Bcl-xL is expressed in the developing brain, but unlike Bcl-2 expression, Bcl-xL expression continues to increase into adult life [60]. Bcl-xL-null mice die around E13 and exhibit massive cell death of immature hematopoietic cells and neurons [36]. Cell death occurs primarily in immature neurons that have not established synaptic connections. Therefore, Bcl-xL might be important for the survival of immature neurons before the establishment of synaptic connections with their targets [56]. Bcl-2 and Bcl-xL act by inhibiting proapoptotic members of the Bcl-2 family through heterodimerization [58].

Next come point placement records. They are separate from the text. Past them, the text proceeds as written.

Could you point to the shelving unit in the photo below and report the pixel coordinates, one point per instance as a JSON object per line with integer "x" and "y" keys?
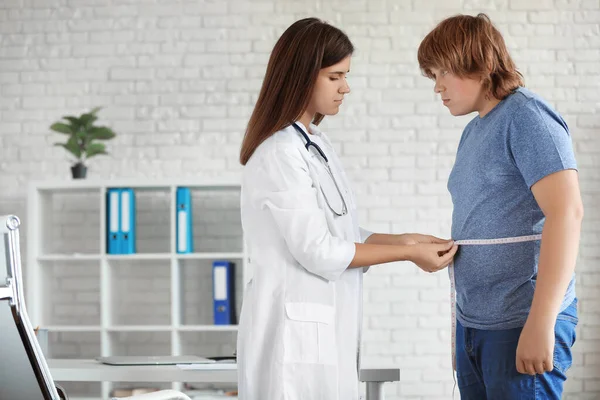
{"x": 75, "y": 288}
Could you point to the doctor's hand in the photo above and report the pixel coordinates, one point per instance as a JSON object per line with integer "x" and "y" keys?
{"x": 414, "y": 238}
{"x": 432, "y": 257}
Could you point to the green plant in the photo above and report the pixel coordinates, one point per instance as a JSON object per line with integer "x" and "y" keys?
{"x": 83, "y": 135}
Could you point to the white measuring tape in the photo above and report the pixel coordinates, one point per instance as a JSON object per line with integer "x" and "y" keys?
{"x": 476, "y": 242}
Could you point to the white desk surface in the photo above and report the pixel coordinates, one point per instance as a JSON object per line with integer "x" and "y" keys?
{"x": 93, "y": 371}
{"x": 72, "y": 370}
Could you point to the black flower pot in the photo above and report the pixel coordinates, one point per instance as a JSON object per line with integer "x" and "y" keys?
{"x": 78, "y": 171}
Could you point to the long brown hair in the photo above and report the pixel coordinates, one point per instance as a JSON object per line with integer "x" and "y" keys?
{"x": 471, "y": 47}
{"x": 306, "y": 47}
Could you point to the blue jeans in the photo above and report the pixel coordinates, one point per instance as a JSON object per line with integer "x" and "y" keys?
{"x": 486, "y": 362}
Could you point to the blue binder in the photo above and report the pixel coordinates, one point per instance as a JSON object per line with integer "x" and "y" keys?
{"x": 224, "y": 293}
{"x": 127, "y": 197}
{"x": 113, "y": 221}
{"x": 184, "y": 238}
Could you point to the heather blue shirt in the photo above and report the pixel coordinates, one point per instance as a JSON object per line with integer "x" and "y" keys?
{"x": 499, "y": 158}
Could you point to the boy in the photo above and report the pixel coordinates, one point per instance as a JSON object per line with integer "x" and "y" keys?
{"x": 514, "y": 175}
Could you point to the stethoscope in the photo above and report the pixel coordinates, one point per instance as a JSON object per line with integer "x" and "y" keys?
{"x": 309, "y": 143}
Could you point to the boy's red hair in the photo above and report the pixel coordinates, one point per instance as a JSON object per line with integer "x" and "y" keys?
{"x": 471, "y": 47}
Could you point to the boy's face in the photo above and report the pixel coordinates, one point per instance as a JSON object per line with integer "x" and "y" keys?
{"x": 461, "y": 95}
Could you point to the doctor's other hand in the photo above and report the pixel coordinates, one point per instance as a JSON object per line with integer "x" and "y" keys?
{"x": 432, "y": 257}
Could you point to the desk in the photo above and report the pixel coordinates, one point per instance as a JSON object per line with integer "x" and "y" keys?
{"x": 94, "y": 371}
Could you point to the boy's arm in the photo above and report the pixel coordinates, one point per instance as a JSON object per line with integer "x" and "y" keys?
{"x": 559, "y": 198}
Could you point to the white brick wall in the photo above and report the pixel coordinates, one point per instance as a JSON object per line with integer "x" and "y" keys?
{"x": 179, "y": 78}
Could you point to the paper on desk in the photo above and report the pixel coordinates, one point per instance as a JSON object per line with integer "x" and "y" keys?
{"x": 218, "y": 366}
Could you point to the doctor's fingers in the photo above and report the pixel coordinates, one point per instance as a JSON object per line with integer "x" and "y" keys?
{"x": 435, "y": 239}
{"x": 446, "y": 258}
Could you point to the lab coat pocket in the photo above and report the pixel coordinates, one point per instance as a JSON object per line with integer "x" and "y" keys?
{"x": 309, "y": 334}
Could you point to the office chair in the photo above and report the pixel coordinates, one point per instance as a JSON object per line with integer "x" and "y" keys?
{"x": 28, "y": 376}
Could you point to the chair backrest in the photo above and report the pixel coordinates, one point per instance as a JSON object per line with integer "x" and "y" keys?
{"x": 25, "y": 374}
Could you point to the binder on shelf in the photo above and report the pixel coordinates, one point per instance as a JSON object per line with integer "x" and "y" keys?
{"x": 224, "y": 293}
{"x": 184, "y": 237}
{"x": 113, "y": 223}
{"x": 127, "y": 221}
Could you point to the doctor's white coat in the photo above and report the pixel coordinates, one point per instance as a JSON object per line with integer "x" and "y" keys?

AKT, also referred as PKB (RAC-PK), is homologous to the PKA and PKC families of protein kinases [61]. The activity of AKT/PKB is regulated by serum and growth factors that activate phosphatidylinositol (PI) 3-kinase (PI3K) in vivo [62]. PI3K enzymes catalyze the formation of the lipid 3′-phosphorylated phosphoinositides, which regulate the localization and activity of a key component of cell survival, the Ser/Thr kinase, AKT [63]. AKT phosphorylation at Ser473 site is required for cell survival [64]. In different models of glaucoma, it is been shown that activated AKT has neuroprotective effects on RGCs [65-67].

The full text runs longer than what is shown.